André Algermißen leitet das Regionalprogramm Zentralasien der CDU-nahen Konrad-Adenauer-Stiftung mit Sitz in der usbekischen Hauptstadt Taschkent. Zuvor war der Historiker in der Hauptabteilung Analyse & Beratung der Stiftung tätig.

Die im Lande stark ausgeprägte Korruption, die traditionell eine Hemmschwelle für den Markteintritt von ausländischen Unternehmen darstellt, soll durch öffentlichkeitswirksame Maßnahmen Schritt für Schritt reduziert werden. Im Lande wurde dafür eine mit vielen Kompetenzen ausgestattete Antikorruptionsbehörde geschaffen. Im Korruptionswahrnehmungsindex von Transparency International verbessert Usbekistan etappenweise seine Rangposition.

Potenzial durch Sonnentage und Bodenschätze

Für 2023 erreichte Usbekistan auf einer 100-Punkte-Skala (0: hohes Maß an Korruption und 100 keine Korruption) 33 Punkte (31 im Jahr 2022), belegte den Rang 121 unter 180 Ländern der Welt (verbessert um fünf Positionen im Vergleich zum Jahr 2022). Dennoch sind weitere tiefgreifende Reformen und konsequente Anstrengungen erforderlich.

Deutschland gehört zu den Top 10 der wichtigsten Wirtschafts- und Handelspartner Usbekistans weltweit. Das bilaterale Handelsvolumen betrug 2023 rund 1,2 Milliarden Euro: Viele große deutsche Unternehmen wie Siemens, Claas, MAN und Knauf sind im Land tätig. Usbekistan ist für Deutschland auch deswegen interessant, weil das Land mit seinen mehr als 330 Sonnentagen im Jahr über ein kaum ausgeschöpftes Potenzial für erneuerbare Energien, insbesondere für Solarenergie, verfügt. Des Weiteren gibt es in dem zentralasiatischen Staat Bodenschätze wie Erdgas, Gold und Kupfer.

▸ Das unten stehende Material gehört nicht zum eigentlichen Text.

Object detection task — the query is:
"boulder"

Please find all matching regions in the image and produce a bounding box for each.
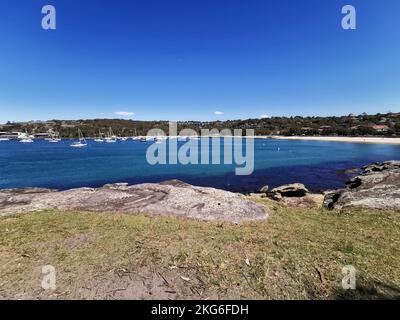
[259,185,269,194]
[0,180,269,223]
[324,161,400,211]
[268,183,309,200]
[362,161,400,174]
[281,193,324,208]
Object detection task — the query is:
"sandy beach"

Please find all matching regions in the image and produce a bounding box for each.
[265,136,400,144]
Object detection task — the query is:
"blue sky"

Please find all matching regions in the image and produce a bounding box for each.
[0,0,399,122]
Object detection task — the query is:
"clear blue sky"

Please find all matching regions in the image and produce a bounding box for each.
[0,0,399,122]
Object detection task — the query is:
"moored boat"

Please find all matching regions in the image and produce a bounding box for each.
[70,129,87,148]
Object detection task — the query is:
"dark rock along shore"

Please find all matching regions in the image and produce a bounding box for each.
[324,161,400,211]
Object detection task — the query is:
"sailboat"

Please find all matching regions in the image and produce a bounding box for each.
[19,130,34,143]
[70,129,87,148]
[104,127,117,143]
[94,131,105,142]
[20,138,33,143]
[49,131,61,143]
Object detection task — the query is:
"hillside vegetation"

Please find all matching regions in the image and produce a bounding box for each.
[1,112,399,138]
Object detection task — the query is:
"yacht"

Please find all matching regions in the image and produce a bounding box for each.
[104,128,117,143]
[94,131,105,142]
[70,129,87,148]
[48,132,61,143]
[20,138,33,143]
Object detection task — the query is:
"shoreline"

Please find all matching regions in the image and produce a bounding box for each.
[264,136,400,144]
[2,135,400,145]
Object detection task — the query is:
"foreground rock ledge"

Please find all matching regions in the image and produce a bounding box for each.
[324,161,400,211]
[0,180,269,223]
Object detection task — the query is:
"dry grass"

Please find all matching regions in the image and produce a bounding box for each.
[0,199,399,300]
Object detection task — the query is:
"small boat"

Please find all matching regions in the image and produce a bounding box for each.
[46,130,61,143]
[94,131,105,142]
[20,138,34,143]
[70,129,87,148]
[104,128,117,143]
[0,138,10,141]
[48,132,61,143]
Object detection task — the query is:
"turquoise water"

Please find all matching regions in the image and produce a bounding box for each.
[0,139,399,192]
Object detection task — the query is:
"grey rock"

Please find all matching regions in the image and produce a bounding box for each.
[324,161,400,211]
[259,185,269,194]
[282,193,324,208]
[268,183,309,199]
[362,161,400,174]
[103,183,129,190]
[0,188,58,195]
[0,180,269,223]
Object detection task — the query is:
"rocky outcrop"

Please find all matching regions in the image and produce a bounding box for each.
[252,182,323,208]
[279,193,324,208]
[324,161,400,211]
[267,183,309,200]
[0,180,269,223]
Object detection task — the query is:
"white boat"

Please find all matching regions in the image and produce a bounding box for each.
[94,131,104,142]
[48,134,61,143]
[48,131,61,143]
[18,130,34,142]
[104,128,117,143]
[70,129,87,148]
[0,138,10,141]
[20,138,33,143]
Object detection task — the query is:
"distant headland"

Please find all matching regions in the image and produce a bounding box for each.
[1,112,399,139]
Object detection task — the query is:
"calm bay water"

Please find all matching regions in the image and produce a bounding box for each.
[0,139,399,193]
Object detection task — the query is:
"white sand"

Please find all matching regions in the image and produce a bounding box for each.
[262,136,400,144]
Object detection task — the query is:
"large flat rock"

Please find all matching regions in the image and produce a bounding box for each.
[324,161,400,211]
[0,180,269,223]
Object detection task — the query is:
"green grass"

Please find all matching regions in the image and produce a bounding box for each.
[0,199,399,300]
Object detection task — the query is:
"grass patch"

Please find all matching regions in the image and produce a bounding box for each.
[0,200,399,300]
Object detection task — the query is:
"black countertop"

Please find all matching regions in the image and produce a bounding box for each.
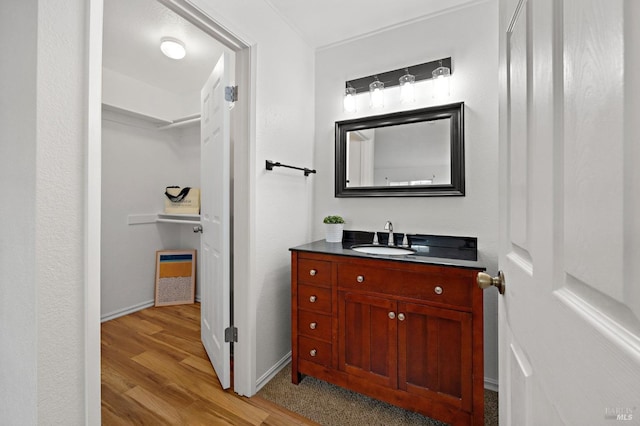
[290,240,486,271]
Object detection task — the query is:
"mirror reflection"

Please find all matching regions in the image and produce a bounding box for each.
[346,118,451,188]
[335,102,465,197]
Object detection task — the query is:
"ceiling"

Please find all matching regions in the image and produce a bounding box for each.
[103,0,481,95]
[265,0,482,48]
[102,0,225,95]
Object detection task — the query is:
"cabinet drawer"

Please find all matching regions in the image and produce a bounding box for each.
[298,310,331,342]
[297,259,331,287]
[298,336,331,367]
[337,264,471,308]
[298,285,332,313]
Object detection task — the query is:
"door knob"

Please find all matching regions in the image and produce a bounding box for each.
[477,271,506,294]
[193,225,203,233]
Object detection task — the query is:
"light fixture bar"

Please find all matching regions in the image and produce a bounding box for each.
[345,57,452,94]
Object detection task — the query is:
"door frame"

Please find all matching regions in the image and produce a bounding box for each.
[85,0,256,421]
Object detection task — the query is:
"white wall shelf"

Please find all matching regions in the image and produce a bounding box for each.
[102,103,200,130]
[102,103,171,125]
[156,114,201,130]
[156,213,201,225]
[127,213,201,225]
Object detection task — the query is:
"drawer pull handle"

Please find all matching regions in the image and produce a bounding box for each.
[388,311,396,320]
[310,349,317,357]
[398,313,405,321]
[434,286,443,295]
[309,322,317,330]
[356,275,365,283]
[309,269,317,276]
[309,295,317,303]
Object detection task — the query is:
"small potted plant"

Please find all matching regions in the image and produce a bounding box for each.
[323,215,345,243]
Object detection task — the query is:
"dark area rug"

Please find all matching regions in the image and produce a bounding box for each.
[257,364,499,426]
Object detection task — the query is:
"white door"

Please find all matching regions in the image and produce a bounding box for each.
[200,51,232,389]
[498,0,640,424]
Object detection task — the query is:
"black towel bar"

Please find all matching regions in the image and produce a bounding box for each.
[265,160,316,176]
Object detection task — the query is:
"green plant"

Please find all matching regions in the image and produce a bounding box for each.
[323,215,345,224]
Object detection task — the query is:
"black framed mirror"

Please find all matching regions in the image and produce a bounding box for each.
[335,102,464,197]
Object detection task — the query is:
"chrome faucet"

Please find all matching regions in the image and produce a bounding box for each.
[384,221,394,246]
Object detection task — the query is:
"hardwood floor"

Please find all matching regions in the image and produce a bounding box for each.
[101,303,317,425]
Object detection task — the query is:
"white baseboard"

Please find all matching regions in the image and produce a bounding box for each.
[101,299,155,322]
[255,352,292,392]
[484,377,499,392]
[253,354,498,394]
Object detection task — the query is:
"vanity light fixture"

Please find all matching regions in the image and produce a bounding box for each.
[369,76,385,109]
[432,60,451,98]
[343,57,452,111]
[343,84,357,113]
[160,37,186,60]
[399,68,415,104]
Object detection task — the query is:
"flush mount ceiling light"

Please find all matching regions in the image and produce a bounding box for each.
[160,38,186,60]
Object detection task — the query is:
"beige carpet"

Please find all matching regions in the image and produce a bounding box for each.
[258,364,498,426]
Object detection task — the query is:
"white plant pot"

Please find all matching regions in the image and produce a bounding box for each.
[324,223,344,243]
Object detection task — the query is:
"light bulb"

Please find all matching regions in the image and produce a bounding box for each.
[369,77,384,109]
[343,85,356,113]
[432,64,451,98]
[399,69,415,103]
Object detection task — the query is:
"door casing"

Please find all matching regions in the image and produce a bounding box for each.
[86,0,256,421]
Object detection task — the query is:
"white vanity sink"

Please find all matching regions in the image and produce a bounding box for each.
[351,244,416,256]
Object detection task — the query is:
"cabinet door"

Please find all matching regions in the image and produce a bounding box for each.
[338,291,397,388]
[398,302,473,412]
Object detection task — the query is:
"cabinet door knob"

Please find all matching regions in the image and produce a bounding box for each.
[310,349,317,357]
[309,295,317,303]
[388,311,396,319]
[309,269,317,276]
[309,322,317,330]
[398,313,405,321]
[434,286,443,295]
[356,275,365,283]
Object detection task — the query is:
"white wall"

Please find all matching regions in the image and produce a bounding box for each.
[0,0,87,423]
[0,1,38,423]
[103,67,200,120]
[101,109,201,319]
[313,0,500,386]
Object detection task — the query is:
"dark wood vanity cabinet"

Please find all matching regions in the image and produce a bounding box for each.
[291,250,484,426]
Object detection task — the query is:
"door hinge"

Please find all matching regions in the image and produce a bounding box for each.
[224,326,238,343]
[225,85,238,102]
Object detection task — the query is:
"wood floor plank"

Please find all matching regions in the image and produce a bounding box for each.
[102,383,169,425]
[131,350,222,395]
[148,329,209,358]
[102,303,317,425]
[181,354,216,375]
[102,345,168,392]
[247,396,322,426]
[116,315,165,335]
[124,386,186,424]
[101,364,137,395]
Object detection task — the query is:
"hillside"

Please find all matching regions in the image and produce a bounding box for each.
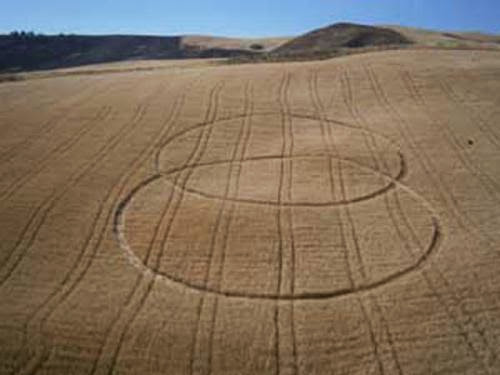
[0,34,256,73]
[273,22,412,56]
[2,23,500,73]
[385,25,500,48]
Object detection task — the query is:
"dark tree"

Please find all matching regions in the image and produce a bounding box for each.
[250,43,264,51]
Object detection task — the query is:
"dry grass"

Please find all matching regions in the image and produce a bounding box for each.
[1,49,500,375]
[0,59,218,83]
[385,25,500,49]
[181,35,291,52]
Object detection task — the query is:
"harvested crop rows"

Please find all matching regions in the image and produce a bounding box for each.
[1,50,500,375]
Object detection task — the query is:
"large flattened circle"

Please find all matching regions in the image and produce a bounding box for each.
[117,174,439,299]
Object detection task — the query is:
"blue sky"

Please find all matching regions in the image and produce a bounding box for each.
[1,0,499,37]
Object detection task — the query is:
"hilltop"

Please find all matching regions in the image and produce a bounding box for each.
[272,22,412,57]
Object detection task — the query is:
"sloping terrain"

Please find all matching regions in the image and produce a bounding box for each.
[386,25,500,49]
[1,49,500,375]
[0,34,255,73]
[3,23,500,73]
[273,22,412,56]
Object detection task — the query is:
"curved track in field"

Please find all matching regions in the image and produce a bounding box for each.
[114,111,442,301]
[2,50,500,375]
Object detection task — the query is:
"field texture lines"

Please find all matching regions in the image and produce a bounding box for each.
[1,50,500,375]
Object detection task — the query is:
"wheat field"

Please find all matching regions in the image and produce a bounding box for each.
[1,49,500,375]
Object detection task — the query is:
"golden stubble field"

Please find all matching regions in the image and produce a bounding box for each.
[1,49,500,375]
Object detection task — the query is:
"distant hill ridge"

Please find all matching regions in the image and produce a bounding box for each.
[273,22,412,56]
[2,22,499,73]
[0,34,256,72]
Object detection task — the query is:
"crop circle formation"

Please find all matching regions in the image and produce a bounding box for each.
[115,113,440,300]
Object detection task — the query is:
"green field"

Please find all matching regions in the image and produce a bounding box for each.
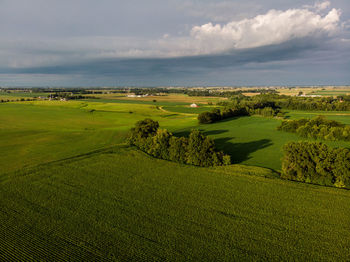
[2,99,350,173]
[1,146,349,261]
[1,97,350,260]
[2,99,350,174]
[0,101,196,174]
[285,110,350,124]
[175,116,350,171]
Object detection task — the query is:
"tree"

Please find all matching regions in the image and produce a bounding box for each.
[169,137,188,163]
[198,112,215,124]
[148,129,172,160]
[133,118,159,138]
[187,130,220,167]
[127,118,159,150]
[281,141,350,188]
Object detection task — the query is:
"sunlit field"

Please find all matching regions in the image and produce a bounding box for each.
[1,145,349,261]
[1,91,350,260]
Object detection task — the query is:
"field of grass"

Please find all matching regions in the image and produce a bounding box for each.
[1,145,349,261]
[175,116,350,171]
[162,105,217,114]
[285,110,350,124]
[0,101,196,174]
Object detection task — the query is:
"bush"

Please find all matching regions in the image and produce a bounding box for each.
[281,142,350,188]
[198,111,216,124]
[198,108,222,124]
[277,116,349,141]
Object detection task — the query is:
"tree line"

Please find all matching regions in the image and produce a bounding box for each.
[127,119,231,167]
[186,89,277,97]
[0,98,35,103]
[198,96,284,124]
[277,116,350,141]
[282,142,350,188]
[276,95,350,111]
[218,94,350,111]
[48,93,100,100]
[198,93,350,124]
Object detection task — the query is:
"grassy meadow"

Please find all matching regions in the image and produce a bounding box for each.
[175,116,350,171]
[0,100,196,174]
[1,91,350,260]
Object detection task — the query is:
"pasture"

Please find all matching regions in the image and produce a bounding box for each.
[175,115,350,171]
[0,100,196,174]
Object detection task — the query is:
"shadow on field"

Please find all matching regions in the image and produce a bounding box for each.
[173,130,191,137]
[202,129,229,136]
[214,116,242,123]
[214,137,273,164]
[174,129,229,137]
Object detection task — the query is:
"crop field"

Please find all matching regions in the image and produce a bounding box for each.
[1,145,349,261]
[277,87,350,96]
[1,94,350,261]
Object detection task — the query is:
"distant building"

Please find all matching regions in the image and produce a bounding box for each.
[297,94,322,98]
[126,94,149,98]
[190,103,199,108]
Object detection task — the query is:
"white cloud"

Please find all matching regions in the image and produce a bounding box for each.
[190,7,340,50]
[315,1,331,11]
[304,1,331,12]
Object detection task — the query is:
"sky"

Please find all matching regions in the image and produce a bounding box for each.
[0,0,349,87]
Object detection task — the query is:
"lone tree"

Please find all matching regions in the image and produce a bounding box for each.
[132,118,159,138]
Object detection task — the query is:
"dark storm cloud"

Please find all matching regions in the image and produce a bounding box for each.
[6,38,325,76]
[0,0,349,86]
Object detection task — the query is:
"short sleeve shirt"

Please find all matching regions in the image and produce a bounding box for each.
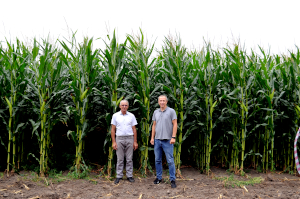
[152,107,177,139]
[111,111,138,136]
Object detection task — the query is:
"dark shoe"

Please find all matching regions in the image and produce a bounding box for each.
[127,177,135,182]
[171,180,177,188]
[114,178,122,184]
[153,178,162,184]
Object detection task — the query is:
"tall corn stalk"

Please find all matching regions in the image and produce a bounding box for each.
[224,45,253,173]
[255,48,277,172]
[27,39,69,176]
[94,31,127,176]
[60,37,99,173]
[160,37,195,176]
[193,46,221,174]
[126,29,156,175]
[0,40,28,176]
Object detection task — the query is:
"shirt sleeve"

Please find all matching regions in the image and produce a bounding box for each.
[152,110,156,121]
[171,109,177,120]
[111,114,117,125]
[132,115,138,126]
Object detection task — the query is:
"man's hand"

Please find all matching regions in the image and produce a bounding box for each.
[112,142,118,150]
[150,138,154,145]
[170,138,175,144]
[133,141,138,151]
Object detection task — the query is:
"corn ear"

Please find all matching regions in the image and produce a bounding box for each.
[80,88,89,101]
[40,101,45,114]
[212,100,218,108]
[5,97,12,116]
[210,100,218,114]
[241,102,248,112]
[295,105,300,113]
[116,96,124,106]
[269,89,275,101]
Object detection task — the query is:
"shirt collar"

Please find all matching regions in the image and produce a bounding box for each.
[119,111,128,115]
[159,106,168,112]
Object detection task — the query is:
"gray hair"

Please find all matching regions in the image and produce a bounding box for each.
[120,99,129,106]
[158,95,168,101]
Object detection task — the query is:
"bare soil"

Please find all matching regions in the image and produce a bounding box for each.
[1,167,300,199]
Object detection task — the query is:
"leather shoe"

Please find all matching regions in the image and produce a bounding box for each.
[171,180,177,188]
[114,178,122,184]
[127,177,135,182]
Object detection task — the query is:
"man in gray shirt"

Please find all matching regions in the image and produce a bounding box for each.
[150,95,177,188]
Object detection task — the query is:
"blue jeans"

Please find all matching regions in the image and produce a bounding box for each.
[154,139,176,181]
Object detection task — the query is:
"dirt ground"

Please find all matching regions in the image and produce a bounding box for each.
[1,167,300,199]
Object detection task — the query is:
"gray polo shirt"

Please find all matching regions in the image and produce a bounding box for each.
[152,107,177,139]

Die Frage der Anwerbung von qualifizierten Arbeitskräften aus Usbekistan nach Deutschland entwickelt sich zurzeit zu einem zentralen Bereich der bilateralen Zusammenarbeit. Während in Deutschland im Jahr 2023 rund 570.000 Stellen nicht besetzt werden konnten, verfügt Usbekistan über eine junge und gut ausgebildete Bevölkerung. Hinzukommt, dass das Interesse am Erlernen der deutschen Sprache im Land zunimmt. Nach Schätzungen erlernen mehr als 400.000 Schüler sowie rund 19.000 Studenten die deutsche Sprache, wodurch eine entscheidende Grundvoraussetzung für den Eintritt in den deutschen Arbeitsmarkt bei vielen potenziellen Arbeitskräften erfüllt wäre.

Terrorgefahr steigt

Usbekistan grenzt direkt an Afghanistan und ist somit ein Schlüsselakteur in der Region. Beide Länder haben ein Interesse an einer stabilen und sicheren Lage in Afghanistan, da dies direkte Auswirkungen auf die regionale Sicherheit und die wirtschaftliche Entwicklung hat. Religiöse Extremisten und Terroristen aus Afghanistan und anderen Nachbarstaaten sowie radikal-islamische Gruppierungen versuchen, im Land Fuß zu fassen und das säkulare Gesellschaftsmodell infrage zu stellen. Eine Intensivierung der deutsch-usbekischen Zusammenarbeit in Bereichen wie der Terrorismus- und Extremismusbekämpfung, der Gewährleistung regionaler Sicherheit und der Bewältigung der Situation afghanischer Flüchtlinge in Deutschland bietet sich daher an.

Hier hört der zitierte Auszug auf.